The workman leaned over and eyed his partner’s boot. A blackened area decorated the side. It smelled of burning leather and plastic. I watched them, ready with another blue fire ball poised in my hand. The human’s shoe caught fire better than I expected. But three fire balls weren’t enough. The men had stopped dragging the mantel toward the van, but the mantel was still tilted back. We couldn’t get in unless it was upright.

The men argued. They yelled so loud they rained spit on each other and that only made them madder. The one with the scorched boot grabbed the one holding the mantel’s cart. He held him by the neck and squeezed. The man’s face turned purple. He flailed his free arm and the mantel rocked on the cart. It shifted a few inches to the right and teetered as the men’s tussle became more intense.

Gerald flew up beside me. “Great plan, genius. They won’t take the mantel away. They’ll just break it into a million zillion pieces.”

“Shut up, Gerald,” I said.

“Don’t tell me to shut up. I’m not the one who keeps screwing up.”

“Well, I’m the one who keeps saving everybody, including you.” My fireball grew larger.

“Don’t throw that,” said Gerald. “They’ll break it.”

“Throw it, Matilda,” said Iris from behind Gerald.

Gerald turned on her. “You don’t know. She’s going to wreck everything.”

“Throw it. You have to stop them. The more fire, the better,” said Iris.

“If they drop the mantel, they’ll kill the baby.” Gerald crossed his arms and smiled triumphantly.

“If they take the mantel, he’s dead for sure. Stop them.” Iris stuck her tongue out at him.

The fire ball tickled my hand, begging me to throw it. And I wanted to. I wanted to set the workmen’s pants on fire and watch them bark like madmen. What did they mean by taking our home? I’d teach them a lesson they wouldn’t soon forget.

“You’ll kill that baby,” said Gerald again.

“We don’t have Easy,” said Iris with triumph in her eyes.

“What?” I said, almost dropping my fireball.

“We left Easy with Soren. You have to stop them long enough for us to get him and get in the mantel.”

“We’ll just get that spriggan baby out,” said Gerald.

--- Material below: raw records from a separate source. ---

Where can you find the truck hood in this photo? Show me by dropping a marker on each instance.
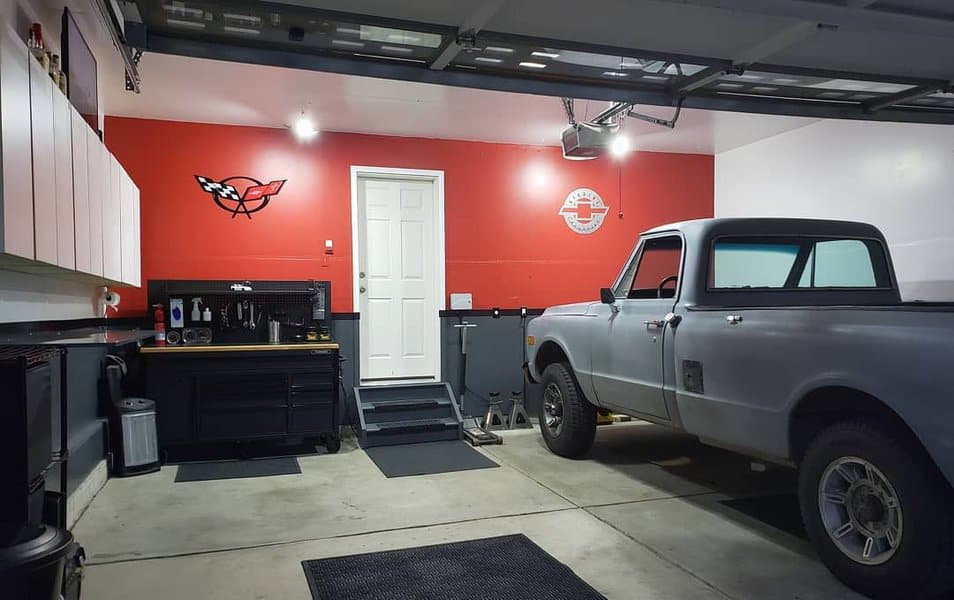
(579, 308)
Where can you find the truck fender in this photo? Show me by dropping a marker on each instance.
(583, 376)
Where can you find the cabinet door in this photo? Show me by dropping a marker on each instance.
(112, 221)
(81, 193)
(63, 142)
(137, 242)
(96, 154)
(129, 225)
(16, 197)
(44, 164)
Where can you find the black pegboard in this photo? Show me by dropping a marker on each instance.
(290, 302)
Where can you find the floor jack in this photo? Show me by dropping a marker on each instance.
(473, 432)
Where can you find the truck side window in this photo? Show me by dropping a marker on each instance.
(657, 274)
(738, 264)
(839, 263)
(790, 263)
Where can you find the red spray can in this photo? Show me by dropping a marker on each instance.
(159, 326)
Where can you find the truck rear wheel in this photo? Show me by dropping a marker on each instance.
(877, 512)
(567, 420)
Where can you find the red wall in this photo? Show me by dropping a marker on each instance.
(505, 241)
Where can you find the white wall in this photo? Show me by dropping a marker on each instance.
(899, 177)
(32, 297)
(25, 297)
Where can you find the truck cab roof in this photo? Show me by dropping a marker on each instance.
(699, 237)
(771, 226)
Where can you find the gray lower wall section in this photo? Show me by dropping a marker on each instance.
(495, 360)
(495, 357)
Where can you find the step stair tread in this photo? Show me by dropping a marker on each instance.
(404, 404)
(413, 424)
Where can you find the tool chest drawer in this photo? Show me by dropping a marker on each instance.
(227, 424)
(318, 418)
(229, 396)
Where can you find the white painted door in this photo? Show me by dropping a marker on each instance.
(397, 278)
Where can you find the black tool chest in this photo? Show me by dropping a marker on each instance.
(232, 394)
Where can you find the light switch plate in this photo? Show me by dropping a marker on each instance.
(464, 301)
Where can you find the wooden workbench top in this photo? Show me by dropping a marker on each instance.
(186, 348)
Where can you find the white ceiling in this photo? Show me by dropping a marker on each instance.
(190, 89)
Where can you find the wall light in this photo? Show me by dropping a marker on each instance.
(619, 145)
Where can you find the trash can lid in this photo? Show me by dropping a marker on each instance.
(29, 546)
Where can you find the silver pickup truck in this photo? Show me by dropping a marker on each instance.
(787, 340)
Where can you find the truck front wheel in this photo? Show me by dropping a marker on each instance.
(567, 420)
(877, 511)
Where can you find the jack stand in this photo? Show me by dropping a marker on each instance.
(473, 432)
(494, 418)
(519, 419)
(477, 435)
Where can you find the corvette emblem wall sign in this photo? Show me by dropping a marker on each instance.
(240, 195)
(584, 211)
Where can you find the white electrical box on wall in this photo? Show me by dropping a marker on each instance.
(462, 301)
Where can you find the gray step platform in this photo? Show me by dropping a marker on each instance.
(406, 414)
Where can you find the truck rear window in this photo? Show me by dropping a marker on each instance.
(797, 263)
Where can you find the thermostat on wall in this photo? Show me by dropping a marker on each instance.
(462, 301)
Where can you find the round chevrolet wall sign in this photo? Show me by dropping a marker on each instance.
(583, 210)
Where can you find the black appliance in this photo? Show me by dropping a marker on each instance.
(32, 560)
(26, 431)
(132, 422)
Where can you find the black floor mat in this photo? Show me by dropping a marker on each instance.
(237, 469)
(510, 567)
(427, 458)
(780, 511)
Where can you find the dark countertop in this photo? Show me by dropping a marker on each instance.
(242, 347)
(86, 336)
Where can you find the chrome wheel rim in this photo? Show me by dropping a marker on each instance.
(861, 510)
(553, 409)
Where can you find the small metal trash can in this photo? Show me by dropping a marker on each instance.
(135, 443)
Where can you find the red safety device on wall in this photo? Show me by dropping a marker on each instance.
(160, 324)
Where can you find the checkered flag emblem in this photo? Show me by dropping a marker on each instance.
(222, 190)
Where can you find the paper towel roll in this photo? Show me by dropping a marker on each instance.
(111, 299)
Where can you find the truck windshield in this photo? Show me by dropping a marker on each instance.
(797, 263)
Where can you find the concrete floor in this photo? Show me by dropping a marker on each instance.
(646, 516)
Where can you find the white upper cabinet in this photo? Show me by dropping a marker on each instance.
(98, 168)
(112, 221)
(66, 204)
(16, 193)
(44, 164)
(63, 157)
(137, 241)
(81, 224)
(129, 211)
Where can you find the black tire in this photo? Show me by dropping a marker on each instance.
(574, 437)
(922, 566)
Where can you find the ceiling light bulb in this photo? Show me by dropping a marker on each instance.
(304, 128)
(619, 145)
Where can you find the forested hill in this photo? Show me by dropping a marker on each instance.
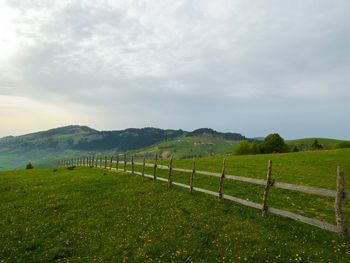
(83, 138)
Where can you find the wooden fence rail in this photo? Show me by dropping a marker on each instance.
(269, 183)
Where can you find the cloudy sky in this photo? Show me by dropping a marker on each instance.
(252, 67)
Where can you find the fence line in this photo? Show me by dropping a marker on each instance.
(339, 194)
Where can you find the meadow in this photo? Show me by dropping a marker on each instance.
(88, 214)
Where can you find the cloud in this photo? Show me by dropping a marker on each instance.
(231, 65)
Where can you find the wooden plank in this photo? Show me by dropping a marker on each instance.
(242, 201)
(181, 185)
(221, 180)
(268, 184)
(304, 219)
(169, 171)
(205, 191)
(192, 175)
(300, 218)
(339, 217)
(143, 166)
(155, 167)
(132, 164)
(280, 185)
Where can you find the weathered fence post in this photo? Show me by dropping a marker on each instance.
(132, 165)
(169, 171)
(269, 183)
(221, 181)
(143, 166)
(155, 168)
(339, 217)
(192, 174)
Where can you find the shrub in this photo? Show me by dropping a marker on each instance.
(255, 149)
(29, 166)
(243, 148)
(342, 145)
(316, 145)
(274, 143)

The men stopped fighting and examined the boot. “Man, just tell me how you did it.”

“I’m telling you. I didn’t do it,” said the one without the burnt boot.

“Whatever. Let’s get her done.” He took a last look at his ruined boot, straightened the mantel on the cart and gave it a shove.

I threw the fireball. It arced through the air so bright even the humans could’ve seen it coming. It landed next to the previously burnt spot on the boot of the man pulling the mantel. The spot ignited and a wisp of smoke snaked up from the side.

“Do you smell that?”

“What?”

“Something’s burning.”

“Well, it’s not me. Oh, dude, it’s your freaking boot.”

The man stared down at the bright yellow flame nipping at the edge of his jeans. The other one ran around in a circle, screaming for water. The first man thrust the cart handle away. The mantel lurched forward, threatening to tip over and crash on the cement. I caught my breath and charged forward. I hit the mantel’s face full tilt. I pushed, bracing my cheek and chest against the wood. The mantel groaned and protested as it teetered on the edge of destruction. Then Gerald and Iris were on either side of me. We pushed, all three of us together, without argument, without complaint.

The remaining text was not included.